No-ficción.

La llamada no-ficción hace algún tiempo pertenecía a las periferias de lo que se conocía como buena literatura. Ubicada en un terreno demasiado alejado para la crítica literaria, se la miraba con desprecio, cuando no con duda o con simple indiferencia. La no-ficción limitaba su alcance creativo al campo del periodismo; género muchas veces dejado afuera de las consideraciones literarias, pues en apariencia no responde a ningún goce estético, sino apenas a una necesidad informativa: el periodista reporta, el escritor crea.

Lo particular en esta cuestión radica en el hecho que muchos de los grandes escritores iniciaron sus carreras en las salas de redacción de un periódico. Es el caso de García Márquez, y de Tom Wolfe, sólo por nombrar dos ejemplos radicalmente lejanos. Ambos dieron sus primeros tecleos para reportar la realidad en la que vivían.
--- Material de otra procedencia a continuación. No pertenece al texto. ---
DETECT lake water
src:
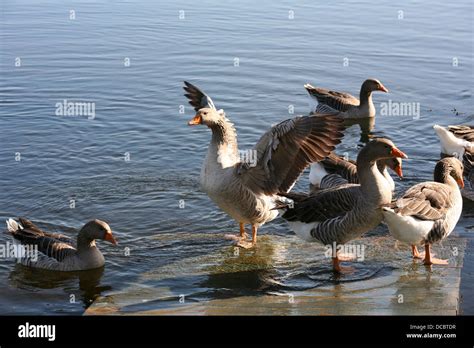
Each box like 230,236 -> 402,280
0,0 -> 472,315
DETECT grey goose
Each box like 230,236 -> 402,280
6,218 -> 117,271
382,157 -> 464,265
279,138 -> 408,272
305,78 -> 388,118
183,81 -> 345,248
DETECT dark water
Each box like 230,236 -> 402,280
0,0 -> 472,314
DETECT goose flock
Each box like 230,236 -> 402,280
4,79 -> 471,274
183,80 -> 470,272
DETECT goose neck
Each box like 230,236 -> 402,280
207,118 -> 239,168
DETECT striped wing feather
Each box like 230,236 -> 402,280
282,186 -> 359,223
392,182 -> 453,220
305,85 -> 359,112
11,218 -> 76,262
238,114 -> 345,195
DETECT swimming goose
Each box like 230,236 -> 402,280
183,81 -> 345,248
382,157 -> 464,265
6,218 -> 117,271
279,138 -> 408,272
309,153 -> 403,192
433,124 -> 474,200
304,79 -> 389,118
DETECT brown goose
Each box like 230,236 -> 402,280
382,157 -> 464,265
433,124 -> 474,200
6,218 -> 117,271
304,79 -> 388,118
309,153 -> 403,192
183,81 -> 345,248
279,138 -> 407,272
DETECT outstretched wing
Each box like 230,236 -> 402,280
237,114 -> 345,195
183,81 -> 216,111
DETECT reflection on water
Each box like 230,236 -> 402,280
344,117 -> 376,143
7,264 -> 109,312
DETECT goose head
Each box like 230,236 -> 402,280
358,138 -> 408,165
188,107 -> 225,127
80,220 -> 117,245
434,157 -> 464,188
361,78 -> 389,95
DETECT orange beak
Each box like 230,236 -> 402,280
379,84 -> 389,93
188,114 -> 202,126
394,165 -> 403,178
456,177 -> 465,188
391,147 -> 408,159
104,232 -> 118,245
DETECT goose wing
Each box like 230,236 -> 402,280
320,153 -> 358,183
448,125 -> 474,143
304,84 -> 359,112
237,114 -> 345,195
392,182 -> 453,220
8,218 -> 76,262
183,81 -> 216,111
282,185 -> 360,223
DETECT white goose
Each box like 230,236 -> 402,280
433,124 -> 474,200
382,157 -> 464,265
183,81 -> 345,248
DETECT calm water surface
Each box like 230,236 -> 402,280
0,0 -> 472,314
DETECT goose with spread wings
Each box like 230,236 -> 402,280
183,81 -> 345,248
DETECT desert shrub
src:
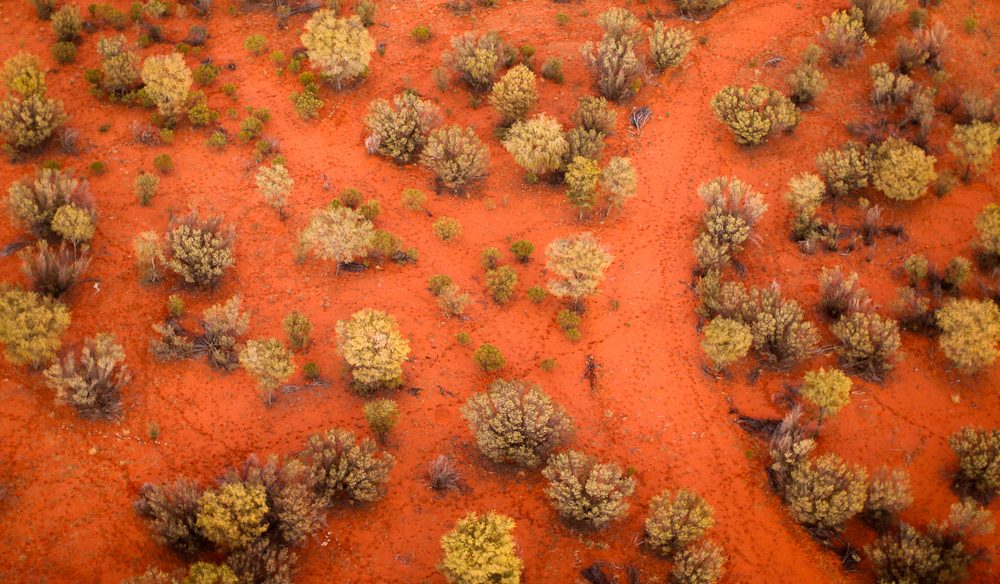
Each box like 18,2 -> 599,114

García Márquez escribió cantidades de reportajes –sus textos tienen personajes imposibles, o cotidianos, lugares extraños, como salidos de una pesadilla– que fueron al final la semilla que dio vida a sus más grandes obras, o más importante aún: realizar este trabajo de no-ficción, de reporte, ceñido a ciertos parámetros de tiempo y de enfoque, de cierta objetividad, le proporcionó el mejor entrenamiento para lo que sería su “estilo” como escritor.

Una narración extraordinaria contada con la seriedad investigativa del mejor reportero. Aquí sin darnos cuenta, aparece una de las figuras más sobresalientes, padre del cuento moderno, pero también en su momento, periodista: Edgar Allan Poe.

Muchos de los cuentos de Poe inician como un reportaje, dando al lector fecha y datos reales (o en apariencia) que nos dan la sensación de verdad, cuando lo que se busca es crear el terreno para lo maravilloso. La llamada no-ficción más que un paraíso de mediocres sin genio, fue la escuela ideal para muchos de los que hoy consideramos maestros literarios.

Quizás el ejemplo más conocido donde los límites entre la no-ficción y lo que se podría denominar como literatura, sea el de “a sangre fría”. Capote narra en esta obra un suceso real (el asesinato de una familia), los datos que aporta, los testimonios, nombres, locaciones, los hechos, todo está ceñido a una labor que podría describirse como periodística. Capote no adhiere nada a la crueldad del homicidio cometido, los cuerpos amarrados, la descripción de las habitaciones, todo es puesto tal como es. Entonces, ¿por qué “a sangre fría” es considerada una de las obras maestras de la literatura? Un hecho descrito, una realidad que es puesta sin alteraciones en el papel.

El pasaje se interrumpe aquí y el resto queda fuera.